The overwhelming drop-in appointments at Pace's vaccine clinic was the reason she stopped requesting new doses from the health department a couple of weeks ago.

"We're at the most we've probably ever had and we certainly have tried to stop getting more, so we aren't sitting on too much," she said.

The slow down also means the pharmacy will probably only keep the vaccine clinic open for another month. 

Pace said it's now all about meeting people where they are.

"We've vaccinated all the people that were real eager to get vaccines and so our next phase is going to be going out to people, so our vaccine center may not be as much needed," she said.

As of last week, the state had over 380,000 Pfizer doses, 290,000 Moderna doses, and 74,000 Johnson & Johnson doses.

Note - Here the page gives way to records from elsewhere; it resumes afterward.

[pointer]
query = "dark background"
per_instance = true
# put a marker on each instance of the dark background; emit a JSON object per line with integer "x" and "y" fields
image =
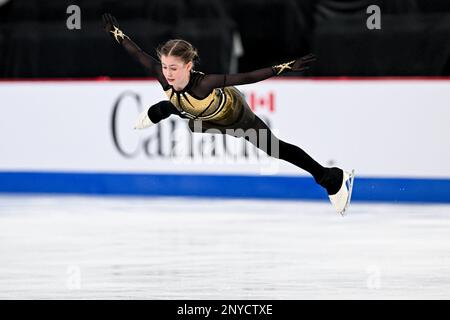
{"x": 414, "y": 39}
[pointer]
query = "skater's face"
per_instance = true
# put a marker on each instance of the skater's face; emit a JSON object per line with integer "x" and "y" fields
{"x": 176, "y": 71}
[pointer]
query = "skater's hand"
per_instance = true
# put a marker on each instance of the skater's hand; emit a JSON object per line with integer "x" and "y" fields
{"x": 111, "y": 26}
{"x": 300, "y": 64}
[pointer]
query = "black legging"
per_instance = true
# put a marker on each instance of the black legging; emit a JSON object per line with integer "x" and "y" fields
{"x": 329, "y": 178}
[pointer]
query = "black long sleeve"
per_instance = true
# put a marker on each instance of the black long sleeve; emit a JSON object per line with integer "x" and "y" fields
{"x": 152, "y": 65}
{"x": 162, "y": 110}
{"x": 211, "y": 81}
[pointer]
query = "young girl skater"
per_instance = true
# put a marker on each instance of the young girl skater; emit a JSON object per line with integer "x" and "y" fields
{"x": 212, "y": 102}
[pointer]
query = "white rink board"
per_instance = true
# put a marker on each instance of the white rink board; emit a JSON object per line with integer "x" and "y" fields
{"x": 383, "y": 128}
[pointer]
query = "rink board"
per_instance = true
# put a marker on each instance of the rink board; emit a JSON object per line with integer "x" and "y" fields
{"x": 77, "y": 137}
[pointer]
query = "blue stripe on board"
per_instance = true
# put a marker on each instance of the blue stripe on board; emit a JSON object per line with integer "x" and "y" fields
{"x": 227, "y": 186}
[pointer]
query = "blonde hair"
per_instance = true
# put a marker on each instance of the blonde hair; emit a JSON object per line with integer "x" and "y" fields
{"x": 179, "y": 48}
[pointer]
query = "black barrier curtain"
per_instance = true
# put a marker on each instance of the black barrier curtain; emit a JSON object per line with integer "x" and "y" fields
{"x": 412, "y": 41}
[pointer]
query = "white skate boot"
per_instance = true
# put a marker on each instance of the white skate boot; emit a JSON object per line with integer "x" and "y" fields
{"x": 341, "y": 199}
{"x": 143, "y": 121}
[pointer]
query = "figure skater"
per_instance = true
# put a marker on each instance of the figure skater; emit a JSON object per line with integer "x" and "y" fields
{"x": 212, "y": 102}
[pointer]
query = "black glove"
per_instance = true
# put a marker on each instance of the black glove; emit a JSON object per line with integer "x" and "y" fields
{"x": 295, "y": 65}
{"x": 111, "y": 26}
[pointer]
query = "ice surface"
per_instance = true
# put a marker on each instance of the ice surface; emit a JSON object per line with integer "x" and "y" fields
{"x": 175, "y": 248}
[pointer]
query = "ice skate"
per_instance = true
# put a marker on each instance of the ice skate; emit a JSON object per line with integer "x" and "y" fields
{"x": 143, "y": 121}
{"x": 341, "y": 199}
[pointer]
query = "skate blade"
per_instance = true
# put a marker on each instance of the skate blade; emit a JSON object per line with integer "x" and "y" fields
{"x": 350, "y": 180}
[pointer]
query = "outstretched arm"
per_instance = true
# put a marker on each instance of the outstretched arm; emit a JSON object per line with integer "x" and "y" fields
{"x": 156, "y": 113}
{"x": 152, "y": 65}
{"x": 217, "y": 81}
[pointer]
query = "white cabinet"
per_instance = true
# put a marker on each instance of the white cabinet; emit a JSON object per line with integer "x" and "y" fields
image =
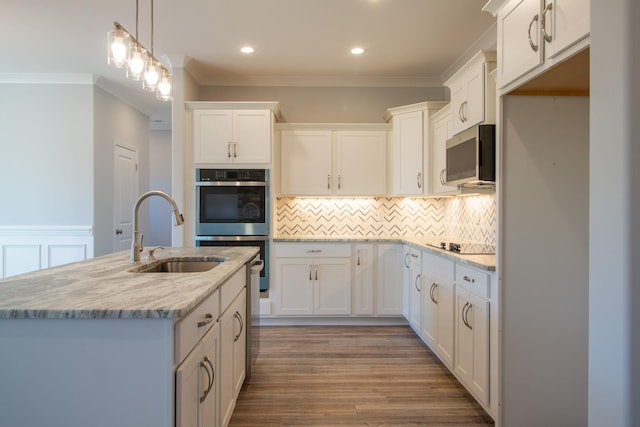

Dr. Jennifer Dillaha with the Department of Health said because of that stockpile, there was no reason to get more.

"We felt that, as good stewards, we just didn't need to take more vaccine on until we had used what we have," she said. 

Out of the 1,680,145 doses administered only 5,528 have gone to waste, according to the Department of Health. 

Dillaha said now that the "early adopters" have received the shot, it's going to be a slower process reaching those who are hesitant.

"Right now the case rates are low, so that reduces the urgency for many people to get vaccinated right now," she said.

Dillaha said the state will decide if they want to continue this pause on a weekly basis.

If a provider wants or needs more doses this week, the health department will coordinate with them to get them what they need.